La evolución ha supuesto que las armas blancas –en la caza y en la guerra– cedieran su protagonismo a las de fuego, y aunque han permaneciendo siempre en el equipamiento de cazadores y soldados, las ventajas de arcabuces y mosquetes fue imponiéndose también entre los cazadores a medida que se hacían más accesibles, para lo que fue necesario que pasaran siglos.

En España, los cuchillos de remate han perseguido siempre una característica fundamental que los monteros llaman ‘muerte’: es decir, una longitud de hoja suficiente para alcanzar los órganos vitales y al mismo tiempo una adecuada anchura para garantizar que la herida afecte a mayor cantidad de tejidos y vasos sanguíneos.

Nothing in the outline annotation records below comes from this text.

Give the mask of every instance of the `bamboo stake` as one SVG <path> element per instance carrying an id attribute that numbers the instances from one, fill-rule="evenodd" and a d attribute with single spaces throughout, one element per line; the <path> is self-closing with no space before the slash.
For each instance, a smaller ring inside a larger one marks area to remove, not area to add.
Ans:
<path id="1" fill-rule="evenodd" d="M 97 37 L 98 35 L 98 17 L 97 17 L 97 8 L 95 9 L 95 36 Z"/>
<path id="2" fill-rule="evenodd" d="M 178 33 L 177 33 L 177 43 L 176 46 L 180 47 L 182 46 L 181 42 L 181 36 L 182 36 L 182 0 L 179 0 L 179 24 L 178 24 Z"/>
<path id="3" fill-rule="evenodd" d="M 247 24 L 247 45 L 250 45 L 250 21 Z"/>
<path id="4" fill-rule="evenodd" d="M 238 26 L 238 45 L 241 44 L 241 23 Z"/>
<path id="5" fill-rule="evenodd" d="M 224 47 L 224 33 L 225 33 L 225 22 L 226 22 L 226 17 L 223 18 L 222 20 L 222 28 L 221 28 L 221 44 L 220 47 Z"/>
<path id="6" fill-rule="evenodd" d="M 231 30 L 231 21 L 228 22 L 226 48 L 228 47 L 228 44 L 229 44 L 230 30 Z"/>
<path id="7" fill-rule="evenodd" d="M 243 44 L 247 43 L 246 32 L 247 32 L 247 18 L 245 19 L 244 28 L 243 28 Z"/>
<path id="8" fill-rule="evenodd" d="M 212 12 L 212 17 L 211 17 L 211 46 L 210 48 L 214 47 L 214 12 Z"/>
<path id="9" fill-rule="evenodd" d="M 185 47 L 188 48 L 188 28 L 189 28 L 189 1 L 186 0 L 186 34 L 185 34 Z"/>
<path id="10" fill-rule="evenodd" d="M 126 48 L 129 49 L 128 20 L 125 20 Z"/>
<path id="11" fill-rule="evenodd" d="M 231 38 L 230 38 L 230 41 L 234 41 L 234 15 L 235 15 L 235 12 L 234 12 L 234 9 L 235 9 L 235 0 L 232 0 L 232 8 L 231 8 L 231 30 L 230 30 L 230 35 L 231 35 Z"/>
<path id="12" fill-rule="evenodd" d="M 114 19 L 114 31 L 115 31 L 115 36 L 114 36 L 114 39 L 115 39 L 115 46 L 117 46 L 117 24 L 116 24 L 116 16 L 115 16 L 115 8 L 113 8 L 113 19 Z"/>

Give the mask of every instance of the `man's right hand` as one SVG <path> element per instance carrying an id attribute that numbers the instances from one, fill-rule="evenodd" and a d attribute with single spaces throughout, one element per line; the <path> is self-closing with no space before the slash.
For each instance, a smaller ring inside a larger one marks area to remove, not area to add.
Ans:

Se crearon con una gran diversidad de formas en sus hojas y éstas, ya fueran de lengua de vaca, de hoja de peral o las triangulares y emblemáticas higüelas, se distinguían por su simetría y doble filo y por empuñaduras de madera o de la típica asta de ciervo.

Entre los ejemplos de higüelas existen unas que Muela fabricó en homenaje a Antonio Covarsí, el llamado Montero de Alpotreque, famoso extremeño que plasmó sus experiencias cinegéticas en varios libros. En ellas podemos ver otra característica diferenciadora: la hoja del cuchillo es enteriza, proyectándose en toda sus estructura hasta el pomo, añadiéndole las correspondientes cachas de diversos materiales, o que disponga de una espiga sobre la que se monta el mango o empuñadura, para atornillar o remachar después el conjunto.

Los cuchillos de remate atesoran la más auténtica de las tradiciones de la montería y son insustituibles en esa especialidad. Hoja robusta y ancha de suficiente longitud, punta aguzada para favorecer la penetrabilidad y buenos filos para garantizar su alcance. También una adecuada empuñadura y una guarda suficiente para evitar que la mano pueda resbalar hasta la hoja.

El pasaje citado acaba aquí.